10 is provided with a rigid mesh tube 16 that has a thickness of .063 inch and an open area of about 36 percent. The tube is made of polypropylene as the primary resin. Other resins may be included, for example, PE, HDPE, LDPE, LLDPE and EVA. The tube may be easily crushed when compacted across a diameter and would have insufficient strength to support the filter media m the absence of the permanent perforated core. Preferably, the tube has a plurality of circumferential strands that lie in a plane that is perpendicular to the axis of the tube. It has sufficient strength and resilience in the circumferential direction, however, enabling it when supported by the permanent core to resist circumferential strain and perhaps even to return to its original circumferential dimension after the pressure drop across the filter element has been removed . The remaining portions of the filter element are common. The pleated filter media 12 may be paper or glass fiber sheets sandwiched between flexible plastic mesh. The exterior of the filter element is wrapped with a flexible plastic net 14 which may be secured by a hot melt plastic bead laid over the exterior surface of the filter element in a helical pattern. At each end of the filter element is an end piece 18, 20. Attached to one end piece is a handle 22. One end piece has an annular groove on the inside diameter for receiving an 0-rιng 24 that enables sealing to the permanent core.

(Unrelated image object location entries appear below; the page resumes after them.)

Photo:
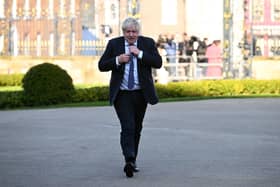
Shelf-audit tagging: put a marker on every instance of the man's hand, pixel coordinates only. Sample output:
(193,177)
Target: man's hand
(134,50)
(123,58)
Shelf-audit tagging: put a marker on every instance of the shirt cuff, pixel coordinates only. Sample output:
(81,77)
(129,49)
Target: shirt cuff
(140,55)
(117,61)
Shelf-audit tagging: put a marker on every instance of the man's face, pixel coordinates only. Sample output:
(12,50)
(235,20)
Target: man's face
(131,35)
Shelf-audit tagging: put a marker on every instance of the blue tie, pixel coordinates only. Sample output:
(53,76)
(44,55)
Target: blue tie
(130,84)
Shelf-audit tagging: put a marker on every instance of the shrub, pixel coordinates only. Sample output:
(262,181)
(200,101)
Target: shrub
(11,79)
(46,84)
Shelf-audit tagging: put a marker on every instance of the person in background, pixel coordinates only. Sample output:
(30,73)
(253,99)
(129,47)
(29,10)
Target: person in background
(171,50)
(130,58)
(214,56)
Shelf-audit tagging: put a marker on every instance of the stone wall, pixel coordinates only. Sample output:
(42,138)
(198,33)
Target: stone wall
(83,70)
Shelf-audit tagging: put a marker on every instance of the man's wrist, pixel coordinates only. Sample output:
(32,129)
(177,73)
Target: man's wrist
(117,61)
(140,55)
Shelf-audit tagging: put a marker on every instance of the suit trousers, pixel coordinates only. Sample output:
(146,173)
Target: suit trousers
(130,107)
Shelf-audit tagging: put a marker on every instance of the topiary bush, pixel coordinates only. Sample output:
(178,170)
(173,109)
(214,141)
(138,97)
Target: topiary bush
(46,84)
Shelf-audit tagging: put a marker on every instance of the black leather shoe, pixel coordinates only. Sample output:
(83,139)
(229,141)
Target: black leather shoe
(135,168)
(128,169)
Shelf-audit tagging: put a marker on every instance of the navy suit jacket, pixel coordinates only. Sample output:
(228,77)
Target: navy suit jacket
(151,59)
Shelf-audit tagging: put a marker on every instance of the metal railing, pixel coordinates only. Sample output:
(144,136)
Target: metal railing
(193,70)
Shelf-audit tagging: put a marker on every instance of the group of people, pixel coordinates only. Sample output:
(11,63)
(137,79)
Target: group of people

A test was conducted to compare filter elements according to this invention with filter elements according to the prior art. The test was conducted by placing a filter element on a permanent perforated core, passing hydraulic fluid through the element at a given pressure drop, and then measuring the force required to remove the filter element once the flow was stopped through the element . Two filter elements according to the prior art and two filter elements according to this invention were tested with pressure drops ranging up to 30 psid. The results are presented graphically on Fig. 3. As can be seen with the prior art filters, the greater the terminal pressure drop across the filter element the more force that is required to remove the filter element from the permanent core. On the other hand, the increase in terminal pressure drop across the filter element according to this invention does not increase the force required to remove the filter element.

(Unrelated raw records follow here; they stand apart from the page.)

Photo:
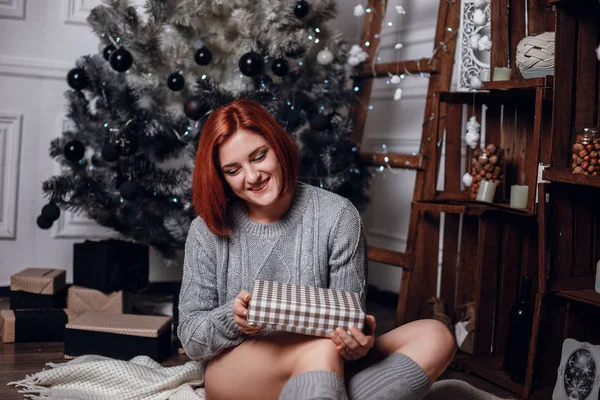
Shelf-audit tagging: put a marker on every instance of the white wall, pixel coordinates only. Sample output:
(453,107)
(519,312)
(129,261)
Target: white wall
(40,41)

Having thus described our invention in the detail and particularity required by the Patent Laws, what is desired protected by Letters Patent is set forth in the following claims.

Claims

WHAT IS CLAIMED IS:

1. A filter element for a permanent perforated core hydraulic fluid filter system comprising: a rigid resin mesh tube with an inner diameter enabling a sliding fit over the permanent core, said resin mesh tube having insufficient strength to resist collapse of the filter element under the pressure drop that develops across the filter element in use but sufficient thickness to permit easy removal of the filter element after use; filter media in a tubular shape abutting the rigid resin mesh tubing; end caps secured to the axial ends of the rigid resin mesh tube and the media; and means for sealing the end caps to the permanent perforated core.

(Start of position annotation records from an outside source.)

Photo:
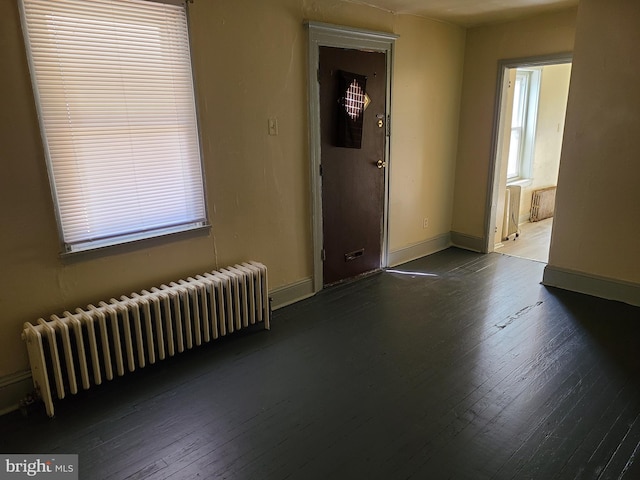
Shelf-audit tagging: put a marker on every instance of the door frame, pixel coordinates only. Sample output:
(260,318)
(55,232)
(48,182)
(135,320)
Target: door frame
(327,35)
(496,163)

2. A filter element for a permanent perforated core hydraulic fluid filter system comprising: a rigid polypropylene mesh tube having an axis and having a thickness of at least 0.050 inch with an inner diameter enabling a sliding fit over the permanent core, said tube having an open space of at least 36 percent based on the total area of the tube surface and a plurality of circumferential strands lying in a plane that is substantially perpendicular to the axis of the tube; a pleated filter media folded in a tubular shape abutting the rigid resin mesh tubing; an exterior mesh wrapped about the pleated filter media; end caps secured to the axial ends of the rigid resin mesh tube and the pleated media; and means for sealing the end caps to the permanent perforated core.